In a statement, Premier said trading profit had been “significantly lower during September and October than the same period last year”. It said bread prices would continue to be affected while there was disparity between the retail sales value of its products and other bread brands.
The manufacturer said sales for the core business for the four months to October 2007 were ahead of the same period in 2006 by about 3%. There had been improved sales growth in spreads and desserts, it said. However, although the meat-free business also achieved improved sales growth, Premier said costs were running ahead of normal levels while it waited for for efficiency improvements at its Methwold factory to feed through.
“We are pleased with the performance of the Campbell’s business, which moved into good growth, although we have yet to see an improvement in the core convenience foods business,” said the company.

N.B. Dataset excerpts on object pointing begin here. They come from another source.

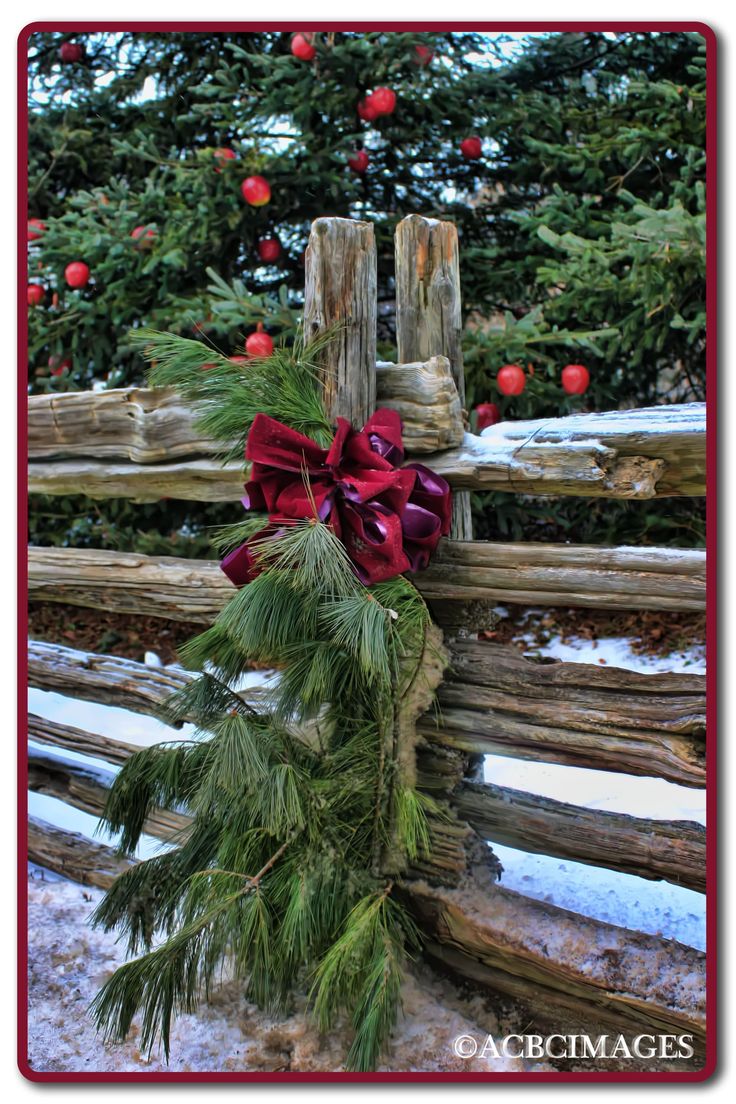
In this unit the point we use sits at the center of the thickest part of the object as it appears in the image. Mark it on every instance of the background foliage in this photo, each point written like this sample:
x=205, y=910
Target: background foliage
x=582, y=227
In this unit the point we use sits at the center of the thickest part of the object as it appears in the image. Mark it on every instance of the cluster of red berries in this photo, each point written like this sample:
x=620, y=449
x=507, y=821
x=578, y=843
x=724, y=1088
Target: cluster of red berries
x=380, y=102
x=511, y=380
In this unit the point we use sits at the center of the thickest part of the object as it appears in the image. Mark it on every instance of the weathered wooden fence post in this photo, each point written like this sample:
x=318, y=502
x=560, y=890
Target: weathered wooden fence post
x=428, y=312
x=341, y=288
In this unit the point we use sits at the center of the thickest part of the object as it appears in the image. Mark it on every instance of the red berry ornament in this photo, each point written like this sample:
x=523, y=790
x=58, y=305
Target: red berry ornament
x=575, y=379
x=35, y=229
x=77, y=274
x=487, y=414
x=57, y=367
x=366, y=110
x=144, y=234
x=256, y=191
x=301, y=46
x=383, y=101
x=71, y=52
x=511, y=380
x=259, y=345
x=360, y=161
x=471, y=148
x=269, y=250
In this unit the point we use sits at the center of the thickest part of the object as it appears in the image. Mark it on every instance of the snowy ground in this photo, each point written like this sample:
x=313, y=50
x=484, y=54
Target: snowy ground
x=70, y=961
x=658, y=908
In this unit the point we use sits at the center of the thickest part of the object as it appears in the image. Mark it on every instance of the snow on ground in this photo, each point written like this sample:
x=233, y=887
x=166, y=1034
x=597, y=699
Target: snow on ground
x=657, y=908
x=68, y=962
x=617, y=651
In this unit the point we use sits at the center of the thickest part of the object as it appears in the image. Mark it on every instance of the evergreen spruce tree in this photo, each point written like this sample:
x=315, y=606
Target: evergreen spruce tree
x=582, y=224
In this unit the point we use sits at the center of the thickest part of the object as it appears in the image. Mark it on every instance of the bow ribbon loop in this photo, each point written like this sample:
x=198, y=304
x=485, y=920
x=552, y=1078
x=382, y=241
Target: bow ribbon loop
x=388, y=518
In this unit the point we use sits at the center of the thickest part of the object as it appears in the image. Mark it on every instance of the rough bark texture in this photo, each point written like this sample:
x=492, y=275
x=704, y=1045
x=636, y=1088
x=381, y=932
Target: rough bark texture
x=341, y=290
x=429, y=311
x=416, y=693
x=155, y=426
x=622, y=454
x=494, y=701
x=86, y=789
x=425, y=395
x=129, y=582
x=72, y=856
x=127, y=685
x=76, y=740
x=672, y=850
x=106, y=679
x=647, y=453
x=575, y=713
x=462, y=574
x=563, y=963
x=138, y=424
x=566, y=575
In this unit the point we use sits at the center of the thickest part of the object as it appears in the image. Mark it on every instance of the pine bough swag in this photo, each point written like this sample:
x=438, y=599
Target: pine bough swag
x=301, y=813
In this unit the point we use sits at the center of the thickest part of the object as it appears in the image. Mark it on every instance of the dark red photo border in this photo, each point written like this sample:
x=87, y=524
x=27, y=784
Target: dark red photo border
x=710, y=38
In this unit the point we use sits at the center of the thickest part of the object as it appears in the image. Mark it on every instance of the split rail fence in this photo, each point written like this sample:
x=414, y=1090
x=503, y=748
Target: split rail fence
x=144, y=445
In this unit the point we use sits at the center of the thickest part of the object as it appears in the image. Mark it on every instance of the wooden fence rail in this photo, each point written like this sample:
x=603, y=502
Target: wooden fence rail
x=145, y=425
x=656, y=849
x=646, y=724
x=637, y=454
x=521, y=946
x=568, y=968
x=651, y=849
x=144, y=445
x=461, y=572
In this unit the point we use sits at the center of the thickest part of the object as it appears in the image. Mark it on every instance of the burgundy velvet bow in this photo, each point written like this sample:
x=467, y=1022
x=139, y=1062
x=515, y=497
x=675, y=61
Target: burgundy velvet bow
x=388, y=518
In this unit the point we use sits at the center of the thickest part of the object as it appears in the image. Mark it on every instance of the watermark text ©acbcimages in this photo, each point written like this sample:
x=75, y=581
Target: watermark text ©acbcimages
x=575, y=1046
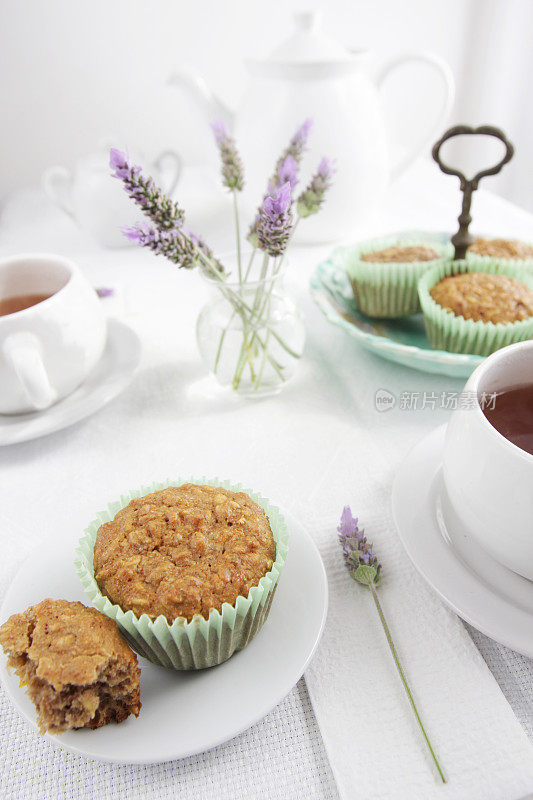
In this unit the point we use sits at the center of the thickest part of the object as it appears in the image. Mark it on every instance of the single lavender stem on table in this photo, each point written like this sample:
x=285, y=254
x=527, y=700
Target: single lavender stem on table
x=364, y=567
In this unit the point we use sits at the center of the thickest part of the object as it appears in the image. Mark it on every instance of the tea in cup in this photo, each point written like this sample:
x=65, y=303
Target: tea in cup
x=52, y=331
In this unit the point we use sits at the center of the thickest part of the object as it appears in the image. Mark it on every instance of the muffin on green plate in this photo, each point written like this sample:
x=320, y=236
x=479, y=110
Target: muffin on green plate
x=505, y=250
x=476, y=307
x=188, y=570
x=384, y=274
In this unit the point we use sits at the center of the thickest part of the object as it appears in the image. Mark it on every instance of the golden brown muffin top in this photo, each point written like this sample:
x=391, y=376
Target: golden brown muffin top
x=401, y=255
x=182, y=551
x=501, y=248
x=484, y=297
x=68, y=642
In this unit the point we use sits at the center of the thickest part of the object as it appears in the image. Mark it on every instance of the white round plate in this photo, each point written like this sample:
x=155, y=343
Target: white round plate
x=490, y=597
x=185, y=713
x=111, y=375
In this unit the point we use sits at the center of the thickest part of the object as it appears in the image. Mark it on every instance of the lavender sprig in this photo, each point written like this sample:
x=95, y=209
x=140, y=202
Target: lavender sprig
x=287, y=172
x=173, y=244
x=364, y=567
x=312, y=198
x=163, y=211
x=274, y=221
x=295, y=148
x=359, y=557
x=232, y=168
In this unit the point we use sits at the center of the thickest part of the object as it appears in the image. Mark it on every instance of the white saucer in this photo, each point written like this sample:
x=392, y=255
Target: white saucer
x=490, y=597
x=188, y=713
x=110, y=376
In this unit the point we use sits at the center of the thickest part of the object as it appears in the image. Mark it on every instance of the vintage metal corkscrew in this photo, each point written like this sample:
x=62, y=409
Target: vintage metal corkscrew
x=463, y=239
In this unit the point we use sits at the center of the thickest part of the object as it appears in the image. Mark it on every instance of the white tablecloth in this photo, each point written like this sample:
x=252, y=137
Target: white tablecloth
x=283, y=755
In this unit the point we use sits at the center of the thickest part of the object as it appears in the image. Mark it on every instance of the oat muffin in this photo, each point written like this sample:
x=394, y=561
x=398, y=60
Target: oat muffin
x=78, y=670
x=484, y=297
x=502, y=249
x=476, y=308
x=182, y=551
x=384, y=274
x=404, y=255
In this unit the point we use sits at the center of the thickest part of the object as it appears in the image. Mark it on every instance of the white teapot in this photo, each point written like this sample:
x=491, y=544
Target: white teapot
x=311, y=75
x=98, y=202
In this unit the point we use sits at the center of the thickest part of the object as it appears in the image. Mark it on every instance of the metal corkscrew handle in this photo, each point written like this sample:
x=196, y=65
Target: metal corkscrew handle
x=463, y=239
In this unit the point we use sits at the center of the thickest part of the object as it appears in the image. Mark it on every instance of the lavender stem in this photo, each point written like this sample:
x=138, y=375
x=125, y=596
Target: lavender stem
x=404, y=679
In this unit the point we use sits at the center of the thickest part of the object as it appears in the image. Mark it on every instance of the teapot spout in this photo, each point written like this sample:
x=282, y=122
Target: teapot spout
x=196, y=88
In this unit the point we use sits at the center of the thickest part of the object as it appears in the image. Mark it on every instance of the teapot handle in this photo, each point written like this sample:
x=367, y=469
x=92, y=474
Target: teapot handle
x=443, y=69
x=57, y=184
x=177, y=166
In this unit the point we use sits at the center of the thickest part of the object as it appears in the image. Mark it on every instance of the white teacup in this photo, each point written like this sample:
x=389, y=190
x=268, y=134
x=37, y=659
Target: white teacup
x=489, y=479
x=47, y=349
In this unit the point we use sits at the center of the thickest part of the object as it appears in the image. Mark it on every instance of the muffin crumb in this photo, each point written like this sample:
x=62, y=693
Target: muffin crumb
x=78, y=670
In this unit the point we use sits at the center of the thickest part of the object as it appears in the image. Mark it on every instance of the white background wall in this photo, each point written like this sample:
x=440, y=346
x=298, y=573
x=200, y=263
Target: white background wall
x=72, y=72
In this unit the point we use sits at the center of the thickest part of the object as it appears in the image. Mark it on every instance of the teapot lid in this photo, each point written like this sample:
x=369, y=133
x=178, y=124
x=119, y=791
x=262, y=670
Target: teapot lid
x=307, y=53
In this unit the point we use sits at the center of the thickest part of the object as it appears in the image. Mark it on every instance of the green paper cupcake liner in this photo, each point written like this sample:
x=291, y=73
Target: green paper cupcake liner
x=201, y=642
x=446, y=331
x=389, y=289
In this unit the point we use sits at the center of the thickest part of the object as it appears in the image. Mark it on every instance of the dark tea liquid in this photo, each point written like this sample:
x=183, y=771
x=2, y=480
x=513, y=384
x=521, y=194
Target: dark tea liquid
x=512, y=416
x=8, y=305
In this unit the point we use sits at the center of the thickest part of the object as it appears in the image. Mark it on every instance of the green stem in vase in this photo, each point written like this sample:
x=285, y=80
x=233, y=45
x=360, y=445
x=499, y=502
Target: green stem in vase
x=237, y=234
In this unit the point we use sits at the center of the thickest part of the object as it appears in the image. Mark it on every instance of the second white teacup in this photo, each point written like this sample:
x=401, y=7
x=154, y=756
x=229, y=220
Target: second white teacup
x=489, y=480
x=49, y=347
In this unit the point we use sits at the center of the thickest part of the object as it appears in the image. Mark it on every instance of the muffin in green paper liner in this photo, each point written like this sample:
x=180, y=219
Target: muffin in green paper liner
x=508, y=251
x=388, y=288
x=450, y=331
x=204, y=641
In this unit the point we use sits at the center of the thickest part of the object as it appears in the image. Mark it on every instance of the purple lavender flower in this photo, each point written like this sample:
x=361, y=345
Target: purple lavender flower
x=163, y=211
x=232, y=169
x=288, y=171
x=104, y=291
x=274, y=221
x=311, y=199
x=359, y=557
x=173, y=244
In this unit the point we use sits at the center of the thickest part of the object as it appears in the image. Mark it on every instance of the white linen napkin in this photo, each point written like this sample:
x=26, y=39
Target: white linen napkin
x=373, y=743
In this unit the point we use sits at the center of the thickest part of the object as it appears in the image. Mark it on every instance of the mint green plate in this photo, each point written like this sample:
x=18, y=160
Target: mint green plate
x=401, y=340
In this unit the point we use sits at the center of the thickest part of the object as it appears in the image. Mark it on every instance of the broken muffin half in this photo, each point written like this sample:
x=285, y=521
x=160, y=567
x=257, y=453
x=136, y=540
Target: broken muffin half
x=78, y=670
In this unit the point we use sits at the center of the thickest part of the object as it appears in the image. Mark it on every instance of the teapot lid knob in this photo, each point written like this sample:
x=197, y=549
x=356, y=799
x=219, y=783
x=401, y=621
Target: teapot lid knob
x=308, y=21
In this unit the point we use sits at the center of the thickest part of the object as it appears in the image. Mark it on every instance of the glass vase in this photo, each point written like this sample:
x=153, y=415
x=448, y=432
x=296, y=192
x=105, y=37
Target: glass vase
x=251, y=335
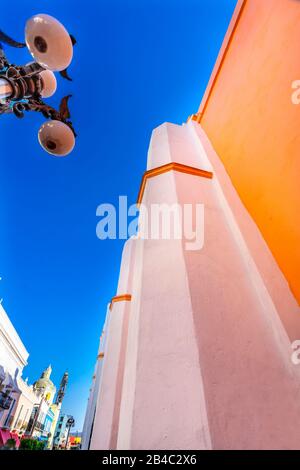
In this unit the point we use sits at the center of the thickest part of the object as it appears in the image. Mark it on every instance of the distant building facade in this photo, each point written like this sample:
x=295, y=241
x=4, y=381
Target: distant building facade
x=61, y=432
x=13, y=358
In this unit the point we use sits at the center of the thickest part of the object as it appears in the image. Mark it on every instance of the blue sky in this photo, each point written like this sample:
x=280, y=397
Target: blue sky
x=137, y=64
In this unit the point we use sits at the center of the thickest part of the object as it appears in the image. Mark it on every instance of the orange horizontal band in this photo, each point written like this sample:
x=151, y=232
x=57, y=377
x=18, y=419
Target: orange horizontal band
x=120, y=298
x=169, y=167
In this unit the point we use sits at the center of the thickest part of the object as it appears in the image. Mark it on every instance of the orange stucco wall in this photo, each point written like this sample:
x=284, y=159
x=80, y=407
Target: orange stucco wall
x=249, y=116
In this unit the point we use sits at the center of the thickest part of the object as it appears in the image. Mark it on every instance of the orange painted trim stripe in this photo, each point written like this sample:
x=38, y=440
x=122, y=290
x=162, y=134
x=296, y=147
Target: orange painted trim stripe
x=190, y=170
x=120, y=298
x=222, y=56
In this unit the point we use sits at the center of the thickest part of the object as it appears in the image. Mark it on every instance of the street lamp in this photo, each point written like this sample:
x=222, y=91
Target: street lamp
x=22, y=88
x=70, y=424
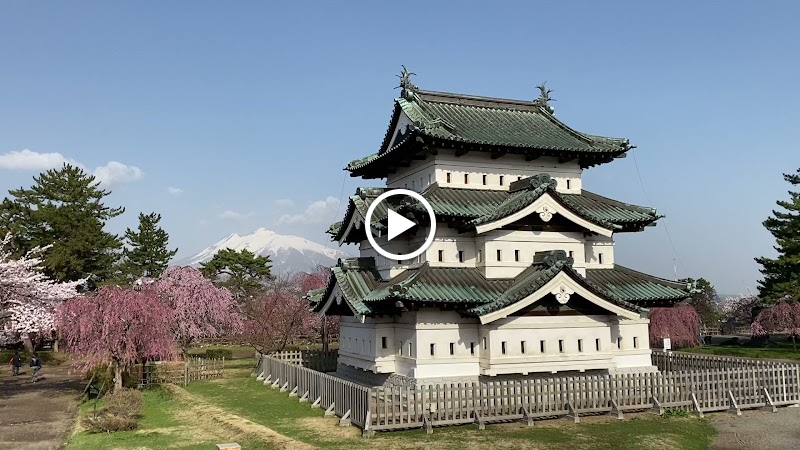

Sales for culinary brands in the four months to October were 3% ahead of the same period last year, sales at the bread bakeries division were “moderately ahead” of last year.
Premier said it had completed the rationalisation of its Bradford bakery and Telford distribution depot in October. The closure of its King’s Lynn Campbell’s factory is set for the end of 2007. The consultation with employees at the six manufacturing sites Premier had proposed to close after the RHM integration had started and transfer of production had begun, said the company.
The company has already announced the closure of its Dublin preserves factory and the start of consultations with employees on a proposal to close its factory in Thurles in the Republic of Ireland.